I have a number of CSVs, I need to add a new column to them with values obtained by making calls to Google's Perspective API using the text inside them. What I have is a function,
process_perspective(slice1, slice2, api)
that takes in input a subset of CSVs from my directory (the subset is selected by using the slice1 and slice2 arguments), and, iteratively for each CSV, it queries the API, adds a new column with the values obtained, and saves the resulting CSV in another directory.
To speed up the process, I came up with this other piece of code:
slices = (
(0, 100, api1),
(100, 200, api1),
(200, 300, api2),
(300, 400, api2))
def runner():
with ThreadPoolExecutor(max_workers=4) as executor:
for (slice1, slice2, api) in slices:
executor.submit(process_perspective, slice1, slice2, api)

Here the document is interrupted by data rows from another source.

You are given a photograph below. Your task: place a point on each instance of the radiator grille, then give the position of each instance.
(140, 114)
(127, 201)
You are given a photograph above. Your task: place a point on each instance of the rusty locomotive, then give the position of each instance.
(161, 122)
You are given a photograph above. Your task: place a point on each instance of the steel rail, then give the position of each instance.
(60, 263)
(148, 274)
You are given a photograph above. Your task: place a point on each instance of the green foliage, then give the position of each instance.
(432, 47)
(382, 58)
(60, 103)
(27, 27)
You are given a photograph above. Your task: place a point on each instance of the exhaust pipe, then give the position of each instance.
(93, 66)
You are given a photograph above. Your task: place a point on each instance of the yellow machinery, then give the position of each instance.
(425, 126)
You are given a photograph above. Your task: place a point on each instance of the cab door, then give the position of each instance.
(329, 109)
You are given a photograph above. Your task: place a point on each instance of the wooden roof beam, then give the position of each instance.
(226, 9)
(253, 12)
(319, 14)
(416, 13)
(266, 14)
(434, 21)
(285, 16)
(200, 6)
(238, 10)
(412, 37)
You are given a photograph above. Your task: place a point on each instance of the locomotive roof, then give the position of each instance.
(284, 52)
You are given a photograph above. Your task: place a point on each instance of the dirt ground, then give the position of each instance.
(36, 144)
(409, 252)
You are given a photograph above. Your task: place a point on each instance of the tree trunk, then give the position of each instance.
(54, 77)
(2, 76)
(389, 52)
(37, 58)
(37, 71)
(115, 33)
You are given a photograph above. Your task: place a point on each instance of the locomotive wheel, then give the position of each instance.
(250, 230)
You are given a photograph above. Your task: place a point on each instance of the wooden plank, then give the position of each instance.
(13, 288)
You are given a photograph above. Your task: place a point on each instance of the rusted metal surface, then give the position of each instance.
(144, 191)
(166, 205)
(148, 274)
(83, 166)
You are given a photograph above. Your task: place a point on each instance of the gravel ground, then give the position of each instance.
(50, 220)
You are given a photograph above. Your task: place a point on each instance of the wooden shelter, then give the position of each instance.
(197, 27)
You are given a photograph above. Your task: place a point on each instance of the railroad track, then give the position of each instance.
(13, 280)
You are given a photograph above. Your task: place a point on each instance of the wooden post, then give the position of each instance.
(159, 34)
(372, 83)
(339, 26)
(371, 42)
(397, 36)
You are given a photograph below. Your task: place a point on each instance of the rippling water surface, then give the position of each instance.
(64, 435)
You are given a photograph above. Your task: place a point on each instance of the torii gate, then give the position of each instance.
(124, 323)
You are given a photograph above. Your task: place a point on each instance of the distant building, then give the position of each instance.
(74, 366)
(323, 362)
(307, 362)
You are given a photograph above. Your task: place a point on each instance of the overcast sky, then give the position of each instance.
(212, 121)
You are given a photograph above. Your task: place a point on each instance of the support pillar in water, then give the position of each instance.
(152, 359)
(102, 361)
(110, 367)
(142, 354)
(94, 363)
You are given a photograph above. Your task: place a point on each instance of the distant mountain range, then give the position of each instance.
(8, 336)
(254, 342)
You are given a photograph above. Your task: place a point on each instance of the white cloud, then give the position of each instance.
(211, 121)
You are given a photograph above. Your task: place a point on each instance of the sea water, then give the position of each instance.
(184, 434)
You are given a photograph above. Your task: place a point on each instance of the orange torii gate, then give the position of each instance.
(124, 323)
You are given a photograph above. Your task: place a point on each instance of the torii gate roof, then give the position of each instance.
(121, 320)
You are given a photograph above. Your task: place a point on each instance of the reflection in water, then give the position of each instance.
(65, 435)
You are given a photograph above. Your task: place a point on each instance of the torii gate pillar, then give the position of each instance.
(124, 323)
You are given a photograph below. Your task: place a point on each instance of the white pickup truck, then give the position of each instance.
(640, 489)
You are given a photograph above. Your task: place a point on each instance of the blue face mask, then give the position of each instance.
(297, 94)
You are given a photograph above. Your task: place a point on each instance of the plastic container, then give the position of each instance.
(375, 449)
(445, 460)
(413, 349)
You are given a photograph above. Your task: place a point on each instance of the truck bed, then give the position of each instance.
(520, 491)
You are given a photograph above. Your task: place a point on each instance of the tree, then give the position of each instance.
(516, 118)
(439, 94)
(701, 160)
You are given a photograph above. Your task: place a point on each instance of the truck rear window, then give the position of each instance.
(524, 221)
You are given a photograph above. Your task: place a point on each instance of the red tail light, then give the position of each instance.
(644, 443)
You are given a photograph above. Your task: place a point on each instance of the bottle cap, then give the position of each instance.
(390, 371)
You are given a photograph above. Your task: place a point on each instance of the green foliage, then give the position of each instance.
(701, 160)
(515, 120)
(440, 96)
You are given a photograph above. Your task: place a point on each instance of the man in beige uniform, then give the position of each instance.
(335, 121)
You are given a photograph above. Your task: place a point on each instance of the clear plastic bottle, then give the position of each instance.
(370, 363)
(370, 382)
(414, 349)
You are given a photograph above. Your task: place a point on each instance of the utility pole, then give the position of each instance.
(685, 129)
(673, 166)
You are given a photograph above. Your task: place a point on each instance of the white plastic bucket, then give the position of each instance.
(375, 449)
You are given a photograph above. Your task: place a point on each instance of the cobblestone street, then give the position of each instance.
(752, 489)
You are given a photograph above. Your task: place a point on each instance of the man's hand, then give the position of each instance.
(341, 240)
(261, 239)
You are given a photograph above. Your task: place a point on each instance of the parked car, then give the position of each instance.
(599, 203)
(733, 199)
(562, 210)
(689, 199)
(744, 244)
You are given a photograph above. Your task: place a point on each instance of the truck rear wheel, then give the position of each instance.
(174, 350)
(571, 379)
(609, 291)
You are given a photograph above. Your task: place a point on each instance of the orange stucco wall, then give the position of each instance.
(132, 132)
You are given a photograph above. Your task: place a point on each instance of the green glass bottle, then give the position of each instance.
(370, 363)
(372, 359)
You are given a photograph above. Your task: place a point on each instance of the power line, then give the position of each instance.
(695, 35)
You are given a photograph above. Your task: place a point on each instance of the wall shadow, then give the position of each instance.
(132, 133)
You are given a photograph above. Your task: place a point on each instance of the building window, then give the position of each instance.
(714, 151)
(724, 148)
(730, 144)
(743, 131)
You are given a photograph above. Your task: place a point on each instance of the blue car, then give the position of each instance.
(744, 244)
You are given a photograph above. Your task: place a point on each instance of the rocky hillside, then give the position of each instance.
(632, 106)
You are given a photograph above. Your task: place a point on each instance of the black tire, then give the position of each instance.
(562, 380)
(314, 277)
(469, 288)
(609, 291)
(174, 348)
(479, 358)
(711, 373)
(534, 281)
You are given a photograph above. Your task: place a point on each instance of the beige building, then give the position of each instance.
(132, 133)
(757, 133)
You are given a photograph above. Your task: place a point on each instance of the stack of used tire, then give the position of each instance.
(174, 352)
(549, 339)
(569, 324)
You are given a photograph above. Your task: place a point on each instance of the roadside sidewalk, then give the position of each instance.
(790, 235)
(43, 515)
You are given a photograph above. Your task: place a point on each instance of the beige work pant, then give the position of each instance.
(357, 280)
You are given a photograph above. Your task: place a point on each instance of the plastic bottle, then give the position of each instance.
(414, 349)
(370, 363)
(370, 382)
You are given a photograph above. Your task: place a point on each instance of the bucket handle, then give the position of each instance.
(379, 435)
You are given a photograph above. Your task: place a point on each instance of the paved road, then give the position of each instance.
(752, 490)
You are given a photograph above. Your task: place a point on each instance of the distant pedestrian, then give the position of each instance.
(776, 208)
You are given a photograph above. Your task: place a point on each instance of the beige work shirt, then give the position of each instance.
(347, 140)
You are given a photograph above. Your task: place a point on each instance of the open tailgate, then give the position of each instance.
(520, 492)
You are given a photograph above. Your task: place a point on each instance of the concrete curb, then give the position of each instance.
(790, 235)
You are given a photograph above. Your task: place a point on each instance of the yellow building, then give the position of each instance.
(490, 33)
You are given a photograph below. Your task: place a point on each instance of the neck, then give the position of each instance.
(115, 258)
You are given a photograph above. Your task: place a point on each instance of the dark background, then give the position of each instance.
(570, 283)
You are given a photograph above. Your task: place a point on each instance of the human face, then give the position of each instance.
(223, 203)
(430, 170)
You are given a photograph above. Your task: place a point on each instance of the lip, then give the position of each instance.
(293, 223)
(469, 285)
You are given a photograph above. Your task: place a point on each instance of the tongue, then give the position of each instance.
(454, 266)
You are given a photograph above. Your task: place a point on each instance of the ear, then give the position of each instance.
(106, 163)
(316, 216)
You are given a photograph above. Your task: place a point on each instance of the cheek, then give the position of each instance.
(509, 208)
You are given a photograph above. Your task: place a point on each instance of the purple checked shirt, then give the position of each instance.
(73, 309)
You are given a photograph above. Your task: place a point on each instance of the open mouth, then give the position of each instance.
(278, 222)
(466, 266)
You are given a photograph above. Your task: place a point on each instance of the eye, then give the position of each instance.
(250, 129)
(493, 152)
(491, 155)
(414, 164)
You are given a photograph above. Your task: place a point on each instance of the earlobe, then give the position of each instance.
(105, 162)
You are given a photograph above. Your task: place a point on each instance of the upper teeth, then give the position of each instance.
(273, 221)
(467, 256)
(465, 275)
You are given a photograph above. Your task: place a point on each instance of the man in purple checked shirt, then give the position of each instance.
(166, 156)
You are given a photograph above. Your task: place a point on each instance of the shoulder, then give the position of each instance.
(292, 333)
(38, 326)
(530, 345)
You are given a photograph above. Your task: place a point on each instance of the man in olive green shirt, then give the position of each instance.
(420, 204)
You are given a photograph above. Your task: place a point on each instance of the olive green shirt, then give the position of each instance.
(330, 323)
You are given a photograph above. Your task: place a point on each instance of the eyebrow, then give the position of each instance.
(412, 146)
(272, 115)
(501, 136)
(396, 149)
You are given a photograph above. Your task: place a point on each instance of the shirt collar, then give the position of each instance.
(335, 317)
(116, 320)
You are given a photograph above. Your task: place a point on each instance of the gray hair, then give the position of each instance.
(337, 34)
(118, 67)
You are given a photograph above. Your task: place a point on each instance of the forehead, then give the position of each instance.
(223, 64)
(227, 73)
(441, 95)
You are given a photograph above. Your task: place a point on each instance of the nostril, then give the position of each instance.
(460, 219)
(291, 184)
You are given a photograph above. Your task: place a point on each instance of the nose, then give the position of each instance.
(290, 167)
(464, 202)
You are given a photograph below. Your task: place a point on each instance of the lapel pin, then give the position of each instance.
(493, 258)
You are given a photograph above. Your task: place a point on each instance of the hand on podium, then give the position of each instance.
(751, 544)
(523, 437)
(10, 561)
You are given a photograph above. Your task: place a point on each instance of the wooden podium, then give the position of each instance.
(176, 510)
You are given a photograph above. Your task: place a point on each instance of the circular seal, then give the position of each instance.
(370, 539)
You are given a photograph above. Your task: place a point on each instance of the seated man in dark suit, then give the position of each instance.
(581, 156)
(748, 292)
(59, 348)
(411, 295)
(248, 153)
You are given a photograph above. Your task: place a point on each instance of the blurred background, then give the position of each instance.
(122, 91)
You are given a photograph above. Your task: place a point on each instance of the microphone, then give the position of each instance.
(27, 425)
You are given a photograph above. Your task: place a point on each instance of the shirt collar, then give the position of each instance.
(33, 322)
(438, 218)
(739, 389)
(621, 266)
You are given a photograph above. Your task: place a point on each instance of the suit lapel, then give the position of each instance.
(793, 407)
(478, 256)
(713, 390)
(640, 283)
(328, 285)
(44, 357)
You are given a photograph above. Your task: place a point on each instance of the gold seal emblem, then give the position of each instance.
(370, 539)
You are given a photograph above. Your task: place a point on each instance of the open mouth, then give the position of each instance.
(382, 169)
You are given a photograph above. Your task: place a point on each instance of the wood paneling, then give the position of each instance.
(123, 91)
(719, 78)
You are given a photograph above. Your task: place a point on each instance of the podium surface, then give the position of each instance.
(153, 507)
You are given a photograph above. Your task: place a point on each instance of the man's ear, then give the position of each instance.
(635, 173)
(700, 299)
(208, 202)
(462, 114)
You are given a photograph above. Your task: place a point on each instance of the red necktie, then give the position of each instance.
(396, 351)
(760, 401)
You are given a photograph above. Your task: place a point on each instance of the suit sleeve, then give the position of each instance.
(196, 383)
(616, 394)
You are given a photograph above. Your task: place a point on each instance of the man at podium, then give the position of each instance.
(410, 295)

which runs the previous function on different threads. This does speed up the process a bit, but I was wondering, since I'm also modifying and writing the CSVs, and not only making the API calls, if I could benefit from using multiprocessing instead of multithreading as I've been doing.
Another possible solution I had in mind was to split the CSVs into different chunks, letting each thread make the calls for a chunk of the CSVs, assemble the results at the end, and saving the new CSV, but I don't know if that makes more sense or not: what do you think?
Thank you in advance to everyone and have a good day!